Das #Zappelphilipp-Syndrom bei #Schulkindern

Das Zappelphilipp-Syndrom wird bei einigen Schulkindern festgestellt, weil sie zu früh eingeschult werden. Bei vielen dieser Fälle handelt es sich um Überdiagnosen. Häufig ergreifen die Lehrer die Initiative, weil ihnen besonders unruhige Kinder im Unterricht Probleme bereiten. ADHS  ist jedoch bei Weitem nicht der einzige Grund, warum Schüler nicht still sitzen können. Besonders junge Kinder sind einfach noch nicht reif genug, um dem Unterricht folgen zu können.

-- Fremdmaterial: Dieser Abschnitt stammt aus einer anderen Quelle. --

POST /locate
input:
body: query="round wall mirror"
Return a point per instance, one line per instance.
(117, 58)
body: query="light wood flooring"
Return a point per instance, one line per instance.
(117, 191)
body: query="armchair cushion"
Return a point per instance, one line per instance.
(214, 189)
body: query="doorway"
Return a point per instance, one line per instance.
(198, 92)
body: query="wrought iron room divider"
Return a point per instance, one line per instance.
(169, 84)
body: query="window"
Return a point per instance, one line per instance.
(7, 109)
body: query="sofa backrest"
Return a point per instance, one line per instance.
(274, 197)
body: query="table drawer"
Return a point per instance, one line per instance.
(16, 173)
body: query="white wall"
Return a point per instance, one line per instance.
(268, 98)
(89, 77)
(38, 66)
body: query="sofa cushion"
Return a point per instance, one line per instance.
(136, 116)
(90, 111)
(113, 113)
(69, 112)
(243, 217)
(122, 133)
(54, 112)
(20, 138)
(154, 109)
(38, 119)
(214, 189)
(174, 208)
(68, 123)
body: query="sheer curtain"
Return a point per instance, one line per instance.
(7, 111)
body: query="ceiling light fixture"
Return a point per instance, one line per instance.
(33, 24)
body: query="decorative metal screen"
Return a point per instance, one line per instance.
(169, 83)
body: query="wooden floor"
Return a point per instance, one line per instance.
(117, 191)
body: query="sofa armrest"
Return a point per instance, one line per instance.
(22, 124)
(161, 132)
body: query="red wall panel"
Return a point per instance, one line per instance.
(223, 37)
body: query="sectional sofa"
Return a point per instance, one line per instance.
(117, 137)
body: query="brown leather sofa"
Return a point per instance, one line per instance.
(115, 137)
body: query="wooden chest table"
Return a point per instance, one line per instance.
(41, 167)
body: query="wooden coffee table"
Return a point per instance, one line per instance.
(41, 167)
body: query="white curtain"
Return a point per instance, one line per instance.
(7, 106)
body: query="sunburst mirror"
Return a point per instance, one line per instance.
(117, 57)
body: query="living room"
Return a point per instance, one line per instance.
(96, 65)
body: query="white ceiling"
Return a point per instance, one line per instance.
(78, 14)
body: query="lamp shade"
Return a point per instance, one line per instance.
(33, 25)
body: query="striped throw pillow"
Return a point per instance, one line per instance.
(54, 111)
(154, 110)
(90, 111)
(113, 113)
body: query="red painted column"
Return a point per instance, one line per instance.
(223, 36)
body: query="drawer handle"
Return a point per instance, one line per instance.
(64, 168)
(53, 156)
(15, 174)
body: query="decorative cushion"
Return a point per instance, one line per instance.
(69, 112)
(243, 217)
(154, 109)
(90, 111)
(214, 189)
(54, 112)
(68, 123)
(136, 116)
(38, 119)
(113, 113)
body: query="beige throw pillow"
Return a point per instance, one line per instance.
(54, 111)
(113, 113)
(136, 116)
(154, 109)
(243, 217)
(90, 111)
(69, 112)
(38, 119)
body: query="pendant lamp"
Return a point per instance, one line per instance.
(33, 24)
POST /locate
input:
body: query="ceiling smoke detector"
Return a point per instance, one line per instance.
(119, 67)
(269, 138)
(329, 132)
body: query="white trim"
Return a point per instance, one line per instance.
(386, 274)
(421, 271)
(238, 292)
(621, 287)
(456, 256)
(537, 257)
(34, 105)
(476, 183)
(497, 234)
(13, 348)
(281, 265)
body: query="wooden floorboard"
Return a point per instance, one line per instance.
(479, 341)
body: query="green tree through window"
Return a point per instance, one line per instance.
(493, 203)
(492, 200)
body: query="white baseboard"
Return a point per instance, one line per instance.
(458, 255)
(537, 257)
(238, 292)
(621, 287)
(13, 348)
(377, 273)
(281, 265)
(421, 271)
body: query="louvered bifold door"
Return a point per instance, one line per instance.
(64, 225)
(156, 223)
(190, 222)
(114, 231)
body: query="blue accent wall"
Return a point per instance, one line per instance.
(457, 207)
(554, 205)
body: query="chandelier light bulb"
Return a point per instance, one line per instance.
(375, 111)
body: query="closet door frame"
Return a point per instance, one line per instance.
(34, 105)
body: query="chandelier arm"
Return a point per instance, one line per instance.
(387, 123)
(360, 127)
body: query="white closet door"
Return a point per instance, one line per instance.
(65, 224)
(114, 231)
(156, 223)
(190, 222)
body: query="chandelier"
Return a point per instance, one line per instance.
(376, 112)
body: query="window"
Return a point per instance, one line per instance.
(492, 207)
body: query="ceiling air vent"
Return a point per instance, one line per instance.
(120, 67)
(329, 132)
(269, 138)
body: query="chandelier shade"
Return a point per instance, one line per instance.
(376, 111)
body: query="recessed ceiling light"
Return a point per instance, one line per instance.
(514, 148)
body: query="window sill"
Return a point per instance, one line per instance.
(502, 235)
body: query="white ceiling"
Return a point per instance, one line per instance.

Ärzte müssten bei der ADHS-Diagnose unbedingt das Alter und  die Schulsituation der Kinder mit bedenken. Wir brauchen objektivere Kriterien, um jene Kinder zu identifizieren, denen es guttun würde, ein Jahr später eingeschult zu werden. Und die Schulen sollten das auch dann durchsetzen. Für Lehrer ist es schwer, Klassen mit sehr unterschiedlichen Kindern zu unterrichten. Im Moment bekommen die unruhigsten einfach Medikamente. Das ist nicht ideal. 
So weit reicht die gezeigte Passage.